The congregation had two men on watch for soldiers, and an alarm was given, but the city marshal gained access quietly. He interrupted the meeting with a drawn sword and commanded them to surrender in the king’s name. Shields replied, ‘What king do you mean? By whose authority do you disturb the peaceable ordinances of Jesus Christ? – Sir, you dishonour your king in making him an enemy to the worship of God’. The marshal dismissed this objection saying that he had ‘other business to do than to stand up pratting with him’. The congregation made their escape but Shields was arrested in the attempt together with a few others. They were brought before the Lord Mayor with whom Shields had a vigorous exchange of words. The charge against Shields was that of being assembled to disturb the peace of the kingdom under pretext of the exercise of religion, after another manner than according to the liturgy of the Church of England.

 

Shields defended himself ably against the invective of his prosecutors during his examination. He was detained in the horrible conditions of Newgate prison for some weeks; and eventually the decision was made, following the death of Charles II, to send Shields and the other prisoners to Scotland. When he was being led away towards the river Thames with his fellow- prisoners, a woman accompanying them addressed the watching crowd: ‘This is for being at a Protestant meeting; take heed to yourselves, good people. Ye see what times we live in.’

 

Well out of that sermon, the arrest and imprisonment grew a vital and important book.
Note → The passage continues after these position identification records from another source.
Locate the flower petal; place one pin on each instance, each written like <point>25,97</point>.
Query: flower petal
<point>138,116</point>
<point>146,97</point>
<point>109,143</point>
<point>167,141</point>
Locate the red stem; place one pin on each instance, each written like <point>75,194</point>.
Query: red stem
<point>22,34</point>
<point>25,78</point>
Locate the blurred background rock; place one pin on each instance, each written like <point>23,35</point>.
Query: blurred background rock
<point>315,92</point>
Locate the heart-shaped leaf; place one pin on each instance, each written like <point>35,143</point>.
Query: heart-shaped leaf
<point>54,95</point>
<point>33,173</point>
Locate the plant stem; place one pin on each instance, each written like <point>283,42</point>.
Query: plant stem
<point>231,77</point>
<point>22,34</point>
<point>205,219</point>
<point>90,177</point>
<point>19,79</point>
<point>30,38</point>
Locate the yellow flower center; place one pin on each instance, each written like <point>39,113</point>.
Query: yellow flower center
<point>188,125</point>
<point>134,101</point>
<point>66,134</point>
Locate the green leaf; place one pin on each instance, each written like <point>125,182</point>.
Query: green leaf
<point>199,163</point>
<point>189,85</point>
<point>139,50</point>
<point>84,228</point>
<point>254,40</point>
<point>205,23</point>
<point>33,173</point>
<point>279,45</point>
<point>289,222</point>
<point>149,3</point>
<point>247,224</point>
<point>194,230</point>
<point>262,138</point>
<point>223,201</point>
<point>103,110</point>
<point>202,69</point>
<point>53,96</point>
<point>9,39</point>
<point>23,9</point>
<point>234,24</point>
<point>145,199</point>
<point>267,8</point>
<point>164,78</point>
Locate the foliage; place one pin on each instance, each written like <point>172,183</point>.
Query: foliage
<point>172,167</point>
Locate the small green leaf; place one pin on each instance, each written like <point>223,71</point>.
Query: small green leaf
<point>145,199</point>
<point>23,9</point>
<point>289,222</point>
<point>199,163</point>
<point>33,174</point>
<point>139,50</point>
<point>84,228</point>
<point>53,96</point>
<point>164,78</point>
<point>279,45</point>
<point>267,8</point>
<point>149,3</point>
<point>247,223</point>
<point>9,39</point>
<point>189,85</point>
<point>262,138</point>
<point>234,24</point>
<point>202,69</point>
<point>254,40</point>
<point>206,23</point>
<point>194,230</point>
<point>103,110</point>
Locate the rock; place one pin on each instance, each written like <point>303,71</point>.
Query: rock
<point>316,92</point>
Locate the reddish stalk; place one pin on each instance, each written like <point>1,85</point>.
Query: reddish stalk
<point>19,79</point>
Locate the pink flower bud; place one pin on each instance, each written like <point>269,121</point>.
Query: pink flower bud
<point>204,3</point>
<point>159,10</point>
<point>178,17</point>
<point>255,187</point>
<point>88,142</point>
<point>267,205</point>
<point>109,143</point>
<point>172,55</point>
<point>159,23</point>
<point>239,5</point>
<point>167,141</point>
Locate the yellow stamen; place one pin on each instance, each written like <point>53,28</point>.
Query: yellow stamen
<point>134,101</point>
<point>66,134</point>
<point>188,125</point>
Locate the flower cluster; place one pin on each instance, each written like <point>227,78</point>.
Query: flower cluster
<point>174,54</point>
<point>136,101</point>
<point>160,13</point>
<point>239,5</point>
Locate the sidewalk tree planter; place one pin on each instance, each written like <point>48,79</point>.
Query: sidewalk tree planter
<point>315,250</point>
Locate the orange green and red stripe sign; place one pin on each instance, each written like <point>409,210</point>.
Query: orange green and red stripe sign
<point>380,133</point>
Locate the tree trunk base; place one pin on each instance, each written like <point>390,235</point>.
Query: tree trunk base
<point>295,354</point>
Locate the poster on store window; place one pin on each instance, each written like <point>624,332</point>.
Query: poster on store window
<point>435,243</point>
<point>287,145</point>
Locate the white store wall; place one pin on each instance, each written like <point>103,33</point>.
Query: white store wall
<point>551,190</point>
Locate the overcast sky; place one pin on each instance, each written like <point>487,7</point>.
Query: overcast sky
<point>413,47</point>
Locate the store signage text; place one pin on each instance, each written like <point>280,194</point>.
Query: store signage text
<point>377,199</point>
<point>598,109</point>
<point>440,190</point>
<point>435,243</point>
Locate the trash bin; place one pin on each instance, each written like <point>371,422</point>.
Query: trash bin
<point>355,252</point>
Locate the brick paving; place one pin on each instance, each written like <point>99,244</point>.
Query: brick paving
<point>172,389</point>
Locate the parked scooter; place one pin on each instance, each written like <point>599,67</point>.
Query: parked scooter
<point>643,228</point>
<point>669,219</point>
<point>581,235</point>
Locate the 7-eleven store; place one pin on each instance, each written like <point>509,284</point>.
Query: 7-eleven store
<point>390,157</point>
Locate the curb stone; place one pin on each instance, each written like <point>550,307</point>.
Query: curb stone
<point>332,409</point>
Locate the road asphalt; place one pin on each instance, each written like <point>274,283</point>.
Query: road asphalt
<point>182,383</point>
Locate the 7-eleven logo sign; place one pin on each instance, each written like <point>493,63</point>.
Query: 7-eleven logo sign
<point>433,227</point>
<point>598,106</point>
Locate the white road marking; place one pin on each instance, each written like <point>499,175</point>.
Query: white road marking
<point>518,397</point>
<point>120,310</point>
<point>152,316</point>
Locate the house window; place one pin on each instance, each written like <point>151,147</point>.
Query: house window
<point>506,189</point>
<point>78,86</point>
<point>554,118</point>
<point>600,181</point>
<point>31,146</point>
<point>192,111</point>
It was written in prison and it is called A Hind Let Loose referring to the words of the sermon preached. It is a stalwart defence of true civil and religious liberty from Scripture. As Shields puts it, he is speaking about a hind let loose from the yoke of Tyrannical slaverie. And as we’ve seen before, it directly influenced the Glorious Revolution which sought in large measure to overturn the tyranny of the Stuarts.

 

We don’t have a recorded of the sermon preached here. We can how conclude with an attractive echo from the preface to the treatise. “such hinds, so let loose, they make it their work, to give goodly words, for the worth and honour and Royalties of their Princely Master, and for the precious Liberties wherewith he hath endowed and entrusted his Spouse and Children, and to keep the goodly words of his patience”. We need more than ever for such hinds to be let loose.